Vio pinched the bridge of his nose. "That's a generalization, not a specification."

"But if you can generalize, then-"

"Can we maybe stow this conversation until after we beat up Vaati?" Green interrupted. "Like, I appreciate the lack of actual confrontation this time, but somehow you two manage to find the worst times to argue."

Ocarina and Mask, meanwhile, were glumly inspecting the triple-tornado and bemoaning their own lack of weather-manipulation skills.

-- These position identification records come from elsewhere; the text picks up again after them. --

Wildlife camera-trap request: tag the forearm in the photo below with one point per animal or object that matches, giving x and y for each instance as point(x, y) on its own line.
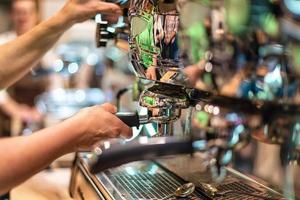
point(22, 157)
point(20, 55)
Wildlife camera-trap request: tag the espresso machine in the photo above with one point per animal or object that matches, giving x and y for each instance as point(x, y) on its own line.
point(228, 70)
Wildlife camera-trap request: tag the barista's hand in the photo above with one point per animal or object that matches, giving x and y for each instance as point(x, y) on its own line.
point(80, 10)
point(97, 123)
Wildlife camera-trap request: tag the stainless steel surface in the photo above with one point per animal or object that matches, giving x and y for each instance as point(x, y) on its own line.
point(183, 191)
point(150, 180)
point(242, 57)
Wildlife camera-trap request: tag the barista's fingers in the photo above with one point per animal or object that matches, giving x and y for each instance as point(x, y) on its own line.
point(119, 128)
point(109, 107)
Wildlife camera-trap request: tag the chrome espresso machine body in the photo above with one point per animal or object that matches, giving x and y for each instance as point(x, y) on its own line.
point(236, 63)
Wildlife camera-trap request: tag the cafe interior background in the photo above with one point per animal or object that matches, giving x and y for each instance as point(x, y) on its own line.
point(75, 74)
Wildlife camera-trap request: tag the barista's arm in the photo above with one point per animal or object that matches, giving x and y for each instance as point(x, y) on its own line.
point(18, 56)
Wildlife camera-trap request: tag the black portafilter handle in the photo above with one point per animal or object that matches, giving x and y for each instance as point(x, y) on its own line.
point(141, 149)
point(130, 119)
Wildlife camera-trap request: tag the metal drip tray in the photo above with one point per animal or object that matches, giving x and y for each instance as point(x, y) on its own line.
point(142, 180)
point(150, 180)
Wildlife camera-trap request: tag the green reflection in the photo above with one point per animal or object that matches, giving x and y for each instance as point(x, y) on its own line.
point(237, 15)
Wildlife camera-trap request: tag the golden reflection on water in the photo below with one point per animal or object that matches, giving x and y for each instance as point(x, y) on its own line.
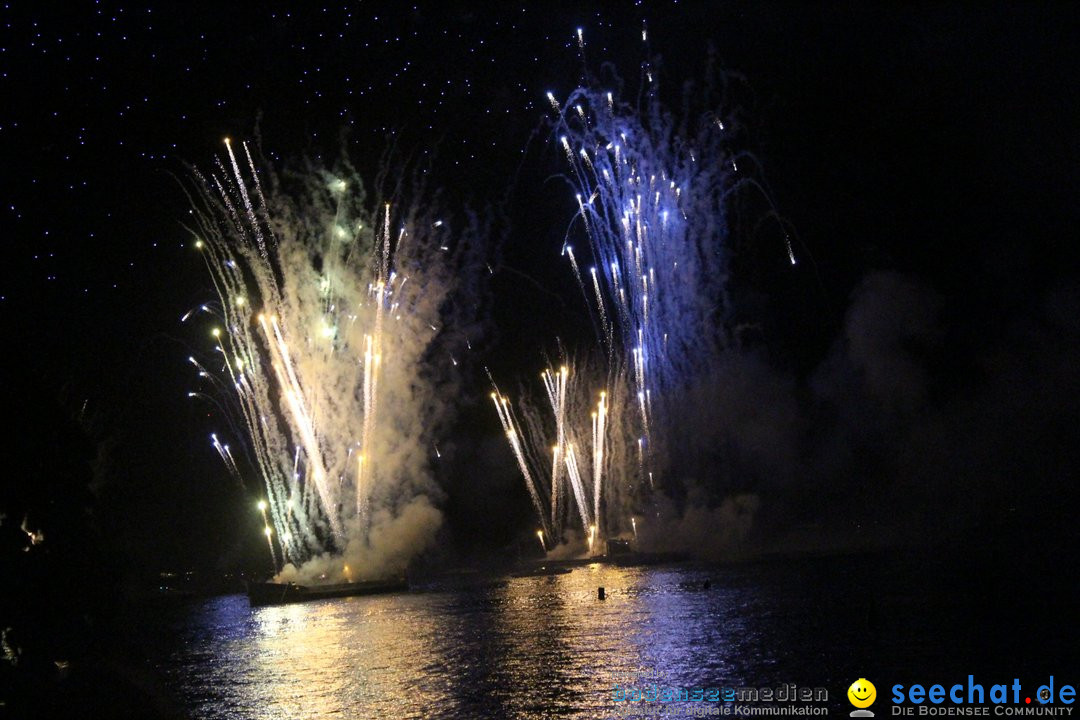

"Look at this thing, it's textbook," Mask complained. "I could barely even get one tornado stabilized! He's got three stacked in each other and I'm not even sure he paused between doing that and setting off that lightning strike over there!"

"I'm still working on rotation," Ocarina muttered.

"A lightning strike, though!" Mask repeated, scandalized.

"Er... is that impressive?" Dusk asked hesitantly.

"Extremely," Mask grumbled.

"And you can complain about it later, please," Gen interrupted. "Lore, you good to go?"

"I'm always good to go," Lore answered. "Bringing Wind into the timestop right about... now."

Suddenly, Wind was in motion again, and in the split second between him registering what was happening and actually doing something about it, he accidentally whacked an unaware Sketch in the face with his baton.

"Oh my Din, I am so sorry," Wind sputtered, while Sketch rubbed at his nose and let out a few pain-filled curses. "What are you – how did you get here?" He glanced around, did a double take, and continued, "How did all of you even get here?"

Lore wordlessly held up his Harp, still strumming away.

"...How long have you been doing that?"

"My fingers are beginning to lose feeling," Lore informed him cheerfully.

"...Ah."

"We have a plan," Dusk interceded. "Basically, please keep doing exactly what you've been doing, but shout out your chord progression as you go so we can provide backup harmonies."

Wind blinked, clearly parsing that through in his head for a few moments. Then he said, "Wait, am I not the only one with an effective mastery in weather manipulation? Why didn't you guys say so?"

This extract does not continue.